Wind power is considered one of the cleanest, most environmentally friendly energy sources presently available, and wind turbines have gained increased attention in this regard. A modern wind turbine typically includes a tower, a generator, a gearbox, a nacelle, and a rotor. The rotor typically includes a rotatable hub having one or more rotor blades attached thereto. A pitch bearing is typically configured operably between the hub and a blade root of the rotor blade to allow for rotation about a pitch axis. The rotor blades capture kinetic energy of wind using known aerodynamic principles. The rotor blades transform the kinetic energy in the form of mechanical energy so as to turn a shaft coupling the rotor blades to a gearbox, or if a gearbox is not used, directly to the generator. The generator then converts the mechanical energy to electrical energy that may be deployed to a utility grid.
A plurality of wind turbines are commonly used in conjunction with one another to generate electricity and are commonly referred to as a “wind farm.” Wind turbines on a wind farm typically include their own meteorological monitors that perform, for example, temperature, wind speed, wind direction, barometric pressure, and/or air density measurements. In addition, a separate meteorological mast or tower (“met mast”) having higher quality meteorological instruments that can provide more accurate measurements at one point in the farm is commonly provided.
Traditionally, wind farms are controlled in a decentralized fashion to generate power such that each turbine is operated to maximize local energy output while also minimizing the impact of local fatigue and extreme loads. To this end, each turbine includes a control module, which typically attempts to maximize power output of the turbine in the face of varying wind and grid conditions, while satisfying constraints like sub-system ratings and component loads.
It is well known that large coherent structures in the wind cause extreme loads in wind turbines and determine the extreme design load envelope. The requirements for reacting to such coherent structures, which govern extreme loads acting on the wind turbine, are different than that for reacting to the normal turbulent wind, which govern fatigue loads. For example, when coherence is high, it is beneficial to have less smoothing in the wind estimation to preserve and respond to large and sharp wind gusts in full measure so as to reduce the extreme loads. On the other hand, during low wind coherence, less smoothing causes unnecessary pitch activity and fatigue, as the wind estimation responds to noise. Thus, to handle both extreme and fatigue loads, wind turbine controllers need to be able to detect large coherent structures in oncoming wind, as well as the ability to change the response strategy accordingly.
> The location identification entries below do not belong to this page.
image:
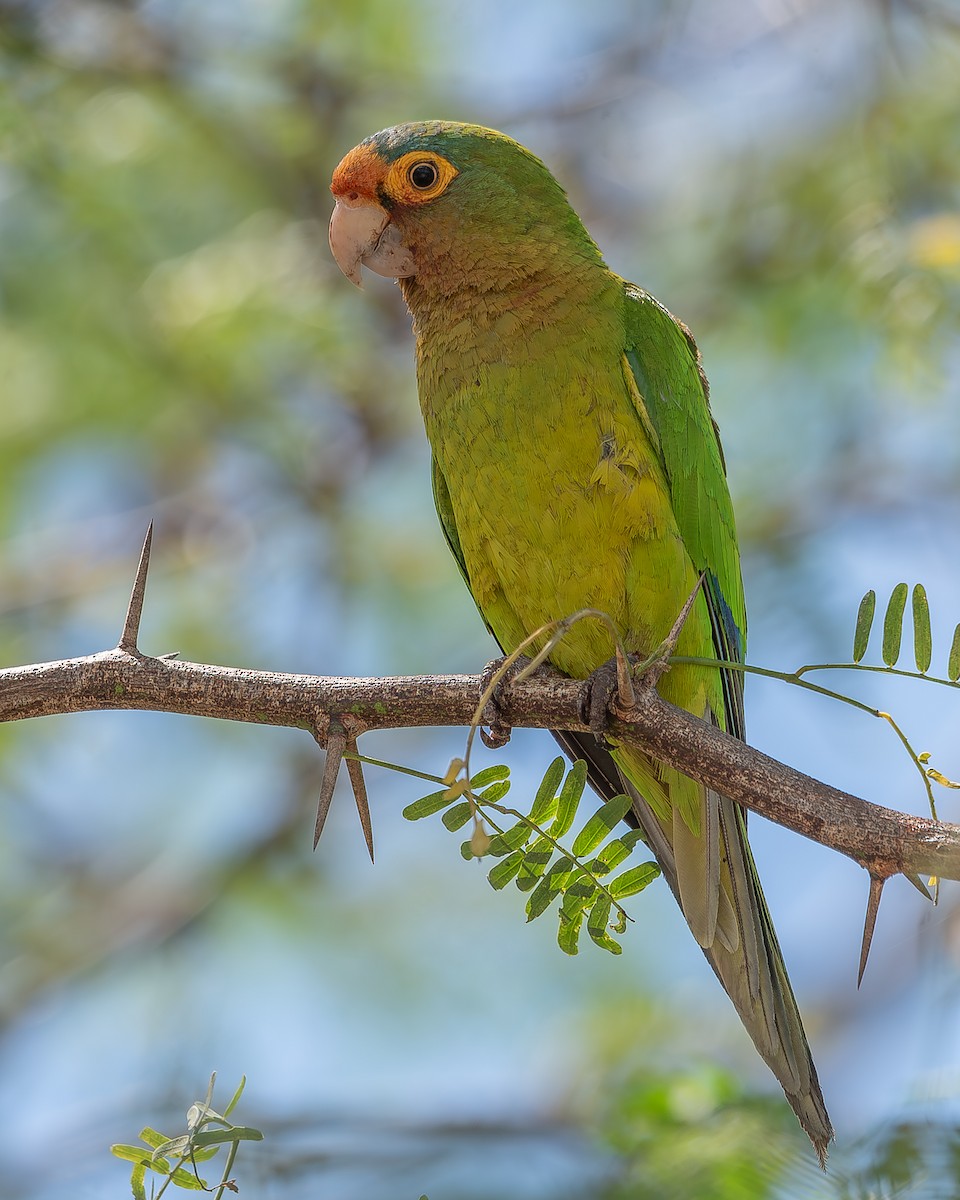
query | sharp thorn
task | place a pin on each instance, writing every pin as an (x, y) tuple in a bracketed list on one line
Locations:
[(919, 886), (673, 636), (135, 609), (870, 921), (355, 772), (336, 743)]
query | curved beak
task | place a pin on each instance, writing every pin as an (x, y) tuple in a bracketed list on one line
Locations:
[(361, 233)]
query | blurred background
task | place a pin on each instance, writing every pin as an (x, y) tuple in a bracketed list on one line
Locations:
[(177, 345)]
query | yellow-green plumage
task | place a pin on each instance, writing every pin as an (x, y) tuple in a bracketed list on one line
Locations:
[(576, 465)]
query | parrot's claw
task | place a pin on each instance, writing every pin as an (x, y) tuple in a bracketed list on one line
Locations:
[(652, 669), (600, 689), (497, 730)]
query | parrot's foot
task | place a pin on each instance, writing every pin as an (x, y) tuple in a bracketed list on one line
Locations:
[(496, 676), (649, 672), (600, 690)]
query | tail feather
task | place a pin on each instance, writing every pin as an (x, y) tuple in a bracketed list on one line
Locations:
[(744, 952)]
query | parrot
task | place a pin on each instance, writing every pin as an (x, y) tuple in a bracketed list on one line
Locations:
[(576, 465)]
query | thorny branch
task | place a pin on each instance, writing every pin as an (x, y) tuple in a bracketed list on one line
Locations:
[(336, 711)]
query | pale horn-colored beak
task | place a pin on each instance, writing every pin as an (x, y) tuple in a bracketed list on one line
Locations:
[(361, 233)]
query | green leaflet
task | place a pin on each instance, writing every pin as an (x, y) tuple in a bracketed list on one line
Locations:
[(221, 1137), (511, 839), (534, 864), (633, 881), (864, 624), (549, 888), (601, 825), (568, 936), (457, 816), (615, 852), (569, 798), (953, 661), (923, 642), (490, 775), (501, 875), (597, 925), (545, 802), (495, 793), (893, 624), (427, 805)]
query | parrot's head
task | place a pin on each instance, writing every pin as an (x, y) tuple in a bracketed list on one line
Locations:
[(447, 204)]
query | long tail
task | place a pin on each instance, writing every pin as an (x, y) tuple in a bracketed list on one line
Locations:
[(736, 933)]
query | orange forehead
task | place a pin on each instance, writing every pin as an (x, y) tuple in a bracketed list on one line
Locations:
[(360, 172), (365, 175)]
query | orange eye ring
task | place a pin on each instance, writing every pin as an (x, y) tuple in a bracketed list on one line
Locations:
[(419, 175), (423, 175)]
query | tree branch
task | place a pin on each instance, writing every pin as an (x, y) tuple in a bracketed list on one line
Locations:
[(882, 840)]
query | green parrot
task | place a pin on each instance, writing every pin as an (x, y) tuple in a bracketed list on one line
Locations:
[(576, 465)]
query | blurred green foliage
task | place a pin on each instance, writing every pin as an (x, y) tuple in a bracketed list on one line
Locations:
[(175, 343)]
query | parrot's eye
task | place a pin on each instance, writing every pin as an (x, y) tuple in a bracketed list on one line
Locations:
[(423, 175)]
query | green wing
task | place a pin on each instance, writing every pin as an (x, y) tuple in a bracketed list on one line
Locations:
[(673, 401), (449, 526)]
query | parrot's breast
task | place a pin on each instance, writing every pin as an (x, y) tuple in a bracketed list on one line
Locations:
[(558, 496)]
Coherence can be expressed at various time scales and can have different impact on turbine loading which may not be monotonic with the time scale of the transients. More specifically, coherence is usually high for slow wind transients, but does not pose a danger to turbine loads as they are easily rejected by the controller. For wind transients at medium timescales, coherence decreases but could pose increased risk to the turbine loading due to resonance with natural frequencies and the controller tuning. As very fast timescales, coherence would typically die down to not pose loading risk. Thus, understanding how the wind transients at various time-scales and coherence levels affect turbine component loading is essential in designing a metric of damaging or loads-relevant wind coherence.
Some conventional methods for estimating coherence for wind characterization utilize Fourier transforms to compute coherence spectra. Such methods, however, involve complex calculations at multiple discrete frequencies, averaging over large time intervals, and can be time-consuming to complete. Further, such methods are agnostic to the nature of wind transients that can worsen turbine loads. Therefore, such methods are typically incapable of providing quick detection of large coherent structures and subsequent control action thereof.
Accordingly, an improved system and method for estimating wind coherence and controlling wind turbines based on said coherence to prevent damage would be welcomed in the technology.